Mervyn King warns against deflation. Meanwhile, in the real world…
Inflation, this morning's newspapers tell us, is higher than expected. Expected by whom, for Heaven's sake? Not, surely, by readers of this blog, which has been predicting hefty price rises for over a year. Not to readers of Fraser Nelson or Allister Heath, nor yet to anyone familiar with the works of Murray Rothbard or Ludwig von Mises. Nor, come to that, to anyone who grasps that, when you increase the supply of something, other things being equal, you reduce its price.(...)
Their mistake is not simply academic. The reason that Britain is growing more slowly than its competitors is not that government expenditure is falling – contrary to the impression you might get from the BBC, spending and borrowing are considerably higher today than during the final demented months of Gordon Brown's premiership. No, the reason we're in such a mess is that inflation is inhibiting our recovery.(...)
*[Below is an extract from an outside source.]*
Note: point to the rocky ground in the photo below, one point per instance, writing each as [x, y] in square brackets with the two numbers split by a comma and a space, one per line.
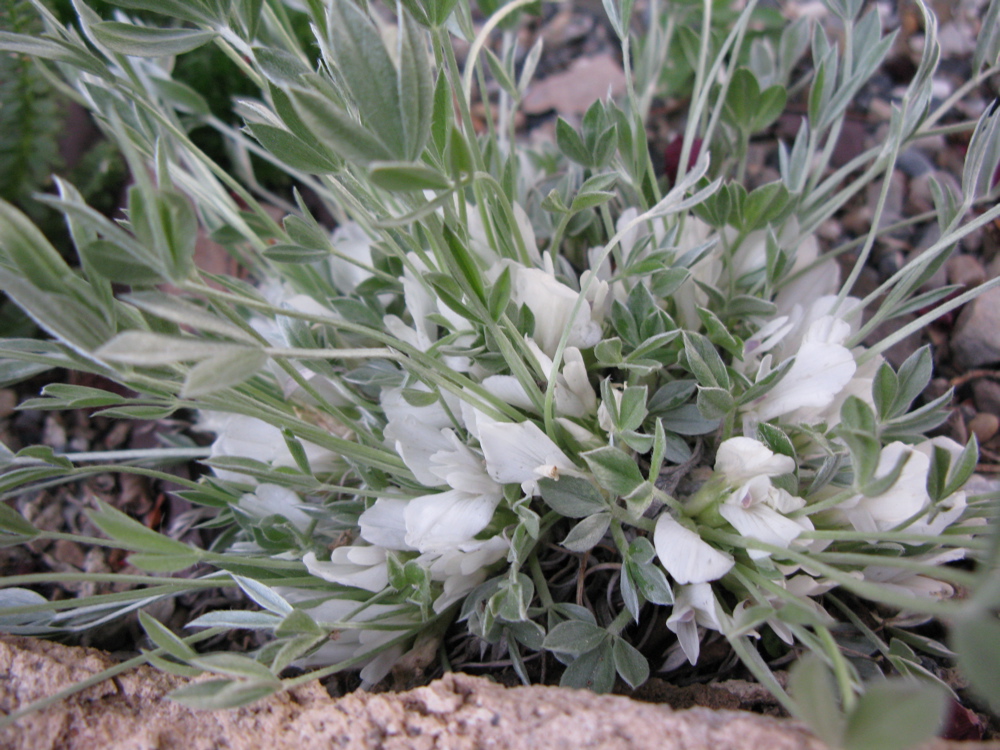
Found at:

Tim Price, an investment manager with an unusual grasp of Austrian economics, summarises the problem beautifully:
If you wanted to perpetuate a depression, suggests Rothbard, the very best way to do it would be to enact the policies the government is pursuing today: prevent widespread liquidation of financial assets by lending money to shaky businesses; deploy as much QE as you can, to ensure that bad banks remain in business like malodorous zombies; inflate further, which prevents a necessary fall in prices; keep wage rates up (thus ensuring permanent mass unemployment); keep prices up (which will create unsaleable surpluses); stimulate consumption and discourage saving — not least, by driving interest rates close to zero.We are doomed. Doomed.